Oliver Stone: a life against the mainstream

Ritratto fotografico di Oliver Stone

Oliver Stone is going to receive the Lifetime Achievement Award at the next Lucca Film Festival and Europa Cinema. Snowden is his last movie, one of the twenty he made during a career that started more than forty ears ago. He has always been a polemic and thorny director and yet, he managed to become one the most important New Hollywood’s exponent. Nowadays, he is considered as one of the most important American directors ever.

Oliver Stone: childhood and the first achievements

Oliver Stone was born in New York city, in 1946, in a middle-class family. After attending high school in New York and Pennsylvania, he joined the U.S. army and went to Vietnam. As a matter of fact, the years he spent there will be a major inspiration for his cinema, as he has always been a pacifist.

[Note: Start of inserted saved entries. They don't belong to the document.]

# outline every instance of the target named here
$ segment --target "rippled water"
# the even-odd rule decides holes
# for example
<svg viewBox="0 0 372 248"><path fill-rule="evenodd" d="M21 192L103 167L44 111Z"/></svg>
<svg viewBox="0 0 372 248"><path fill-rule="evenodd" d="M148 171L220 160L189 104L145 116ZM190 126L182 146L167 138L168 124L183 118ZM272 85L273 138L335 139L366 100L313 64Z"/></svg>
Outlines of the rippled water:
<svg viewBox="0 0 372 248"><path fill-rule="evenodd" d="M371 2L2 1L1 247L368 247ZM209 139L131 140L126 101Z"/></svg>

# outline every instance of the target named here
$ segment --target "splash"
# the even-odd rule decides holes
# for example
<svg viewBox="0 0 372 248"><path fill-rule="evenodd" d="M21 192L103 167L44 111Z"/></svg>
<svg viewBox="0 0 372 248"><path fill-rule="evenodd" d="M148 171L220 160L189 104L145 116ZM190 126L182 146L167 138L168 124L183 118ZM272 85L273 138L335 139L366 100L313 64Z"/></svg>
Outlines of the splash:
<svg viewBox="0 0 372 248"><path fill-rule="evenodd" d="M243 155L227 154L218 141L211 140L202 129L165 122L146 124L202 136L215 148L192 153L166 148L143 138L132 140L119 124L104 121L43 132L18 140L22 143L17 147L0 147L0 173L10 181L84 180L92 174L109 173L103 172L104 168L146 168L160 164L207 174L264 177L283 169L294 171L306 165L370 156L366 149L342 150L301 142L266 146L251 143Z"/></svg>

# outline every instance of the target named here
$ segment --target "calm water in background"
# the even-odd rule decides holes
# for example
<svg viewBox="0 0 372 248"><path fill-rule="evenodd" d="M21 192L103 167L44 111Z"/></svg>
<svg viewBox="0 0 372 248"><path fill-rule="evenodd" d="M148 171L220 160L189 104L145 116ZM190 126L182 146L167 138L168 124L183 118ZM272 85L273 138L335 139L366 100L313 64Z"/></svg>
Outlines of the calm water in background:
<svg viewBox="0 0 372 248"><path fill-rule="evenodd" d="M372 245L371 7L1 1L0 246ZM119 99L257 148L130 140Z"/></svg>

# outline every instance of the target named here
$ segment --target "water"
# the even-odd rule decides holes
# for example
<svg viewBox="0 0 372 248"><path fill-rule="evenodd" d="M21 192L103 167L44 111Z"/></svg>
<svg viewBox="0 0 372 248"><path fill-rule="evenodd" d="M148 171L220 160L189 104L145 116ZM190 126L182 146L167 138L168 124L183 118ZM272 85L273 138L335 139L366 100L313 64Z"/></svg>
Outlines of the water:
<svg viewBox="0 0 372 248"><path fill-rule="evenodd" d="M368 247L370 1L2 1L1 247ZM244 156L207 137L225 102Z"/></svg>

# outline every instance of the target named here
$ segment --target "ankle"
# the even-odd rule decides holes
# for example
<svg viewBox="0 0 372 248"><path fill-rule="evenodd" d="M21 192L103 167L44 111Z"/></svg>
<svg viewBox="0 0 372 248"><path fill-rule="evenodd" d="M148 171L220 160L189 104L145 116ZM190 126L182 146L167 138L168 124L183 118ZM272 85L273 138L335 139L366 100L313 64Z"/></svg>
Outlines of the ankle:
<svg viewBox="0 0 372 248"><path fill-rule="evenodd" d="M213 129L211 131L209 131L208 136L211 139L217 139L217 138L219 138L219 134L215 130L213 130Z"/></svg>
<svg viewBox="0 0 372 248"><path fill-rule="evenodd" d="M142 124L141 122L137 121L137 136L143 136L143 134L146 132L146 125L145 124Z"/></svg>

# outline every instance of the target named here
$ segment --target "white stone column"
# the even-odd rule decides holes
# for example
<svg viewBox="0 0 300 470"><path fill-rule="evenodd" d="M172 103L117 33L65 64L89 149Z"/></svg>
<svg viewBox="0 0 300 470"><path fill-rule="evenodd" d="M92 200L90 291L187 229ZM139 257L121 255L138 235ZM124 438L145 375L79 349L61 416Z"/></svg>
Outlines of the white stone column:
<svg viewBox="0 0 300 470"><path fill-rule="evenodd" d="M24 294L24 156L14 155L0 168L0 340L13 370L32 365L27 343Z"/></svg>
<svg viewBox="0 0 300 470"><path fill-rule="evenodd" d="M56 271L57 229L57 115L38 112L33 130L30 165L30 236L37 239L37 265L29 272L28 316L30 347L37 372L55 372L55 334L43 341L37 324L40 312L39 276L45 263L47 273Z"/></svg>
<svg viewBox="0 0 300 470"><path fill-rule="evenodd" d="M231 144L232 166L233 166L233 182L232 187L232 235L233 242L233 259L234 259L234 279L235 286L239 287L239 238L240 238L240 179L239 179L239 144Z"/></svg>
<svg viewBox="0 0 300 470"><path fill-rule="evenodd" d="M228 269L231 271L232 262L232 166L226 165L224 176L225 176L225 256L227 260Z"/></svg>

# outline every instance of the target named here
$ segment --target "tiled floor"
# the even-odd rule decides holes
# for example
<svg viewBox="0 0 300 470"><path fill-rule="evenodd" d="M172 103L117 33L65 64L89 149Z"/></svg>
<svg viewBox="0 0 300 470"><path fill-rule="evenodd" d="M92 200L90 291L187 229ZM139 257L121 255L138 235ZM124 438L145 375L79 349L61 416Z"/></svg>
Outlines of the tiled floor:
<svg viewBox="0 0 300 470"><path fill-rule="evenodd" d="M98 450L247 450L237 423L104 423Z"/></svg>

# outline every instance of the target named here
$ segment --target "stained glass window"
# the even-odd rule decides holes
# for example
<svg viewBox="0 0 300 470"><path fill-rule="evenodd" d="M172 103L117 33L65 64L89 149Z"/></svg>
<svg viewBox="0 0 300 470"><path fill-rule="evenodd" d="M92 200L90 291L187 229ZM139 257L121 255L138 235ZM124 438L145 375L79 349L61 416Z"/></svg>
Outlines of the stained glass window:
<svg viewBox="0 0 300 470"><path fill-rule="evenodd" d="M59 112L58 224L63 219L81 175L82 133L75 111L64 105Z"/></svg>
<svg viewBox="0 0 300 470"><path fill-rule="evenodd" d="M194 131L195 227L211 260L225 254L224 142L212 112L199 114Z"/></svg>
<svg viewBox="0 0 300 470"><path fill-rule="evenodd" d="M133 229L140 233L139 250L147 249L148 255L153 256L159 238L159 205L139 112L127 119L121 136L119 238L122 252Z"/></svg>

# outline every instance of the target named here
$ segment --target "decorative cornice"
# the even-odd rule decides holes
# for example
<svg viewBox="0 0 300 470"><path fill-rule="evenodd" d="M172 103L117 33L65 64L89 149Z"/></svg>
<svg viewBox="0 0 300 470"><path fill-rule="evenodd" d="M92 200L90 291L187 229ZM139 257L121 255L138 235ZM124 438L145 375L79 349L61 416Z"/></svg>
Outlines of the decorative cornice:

As soon as he got back to his hometown, in 1971, he studied and graduated at the New York university film school and soon enough he realized is first short film, Last year in Viet Nam, an experimental piece of documentary. His debut in cinema as a director happens in 1974, with a disastrous movie called Seizure, which will be soon followed by another unsuccessful movie The Hand, shown in theaters back in 1981. But, in the meanwhile, his career as a screenwriter takes soon off. He was, indeed, only twenty-eight when he won his first Oscar for the script of Midnight Express.

Given the enormous success of the movie, he was offered to write the script for Brian de Palma’s most famous project, Scarface, where Stone also used to fight against his addiction to cocaine. Thanks to this script and to his first important movie as a director, Salvador, Stone was ready to enter, with his next project, to the Olympus of cinema. The masterpiece, both scandalous and polemic was, of course, Platoon.

The consecration: Platoon, Wall Street and Born on the fourth of July

From 1986, the relationships with the filmmaker and the public opinion and press will not be idyllic anymore. Platoon is an autobiographical tale on the painful and alienating experience of the way and the absurd life in Vietnam, filled with violence and drug abuse. The movie won 4 Oscar, including best picture and best achievement in directing and three Golden Globe.

After this masterpiece, set in a foreign land, he decided to tell a story completely set in America, about the fiscal speculations and the greedy: Wall Street. Michel Douglas, who plays an evil businessman, Gordon Gekko, has immediately became a cult character, as much as Scarface’s protagonist Tony Montana. Gekko is the negative representation of the American bourgeois class that has no interest but to make money. In 1988, after reading Born on the fourth of July, the autobiography by Ron Kovic, he decided to make the homonymous movie. A manifest for pacifism and an hymn against the Vietnam war.

From the nineties to today: Natural born killers, Every Bloody Sunday and Alexander

In ’94 Oliver Stone shock the audience again. He bought a script from a young Quentin Tarantino and shot a movie called Natural born killers. A story against the media, against their ridiculous way of showing violence and murders just to attract the audience. Shot in an extremely experimental way, this masterpiece was not liked at all by most part of the audience and the press. in 1999, he invented an another cult character, the coach Tony D’amato , played by Pacino, whose final speech in every bloody sunday, is still quoted today.

The Lucca Film Festival and Europa Cinema, other than showing a complete retrospective of the director’s work, will give the chance to watch Alexander with the introduction of the director himself. The big 2004 Colossal, based on the life of Alexander the great, has a dreamlike cast, including Colin Farrell, Angelina Jolia, Val Kilmer and Anthony Hopkins.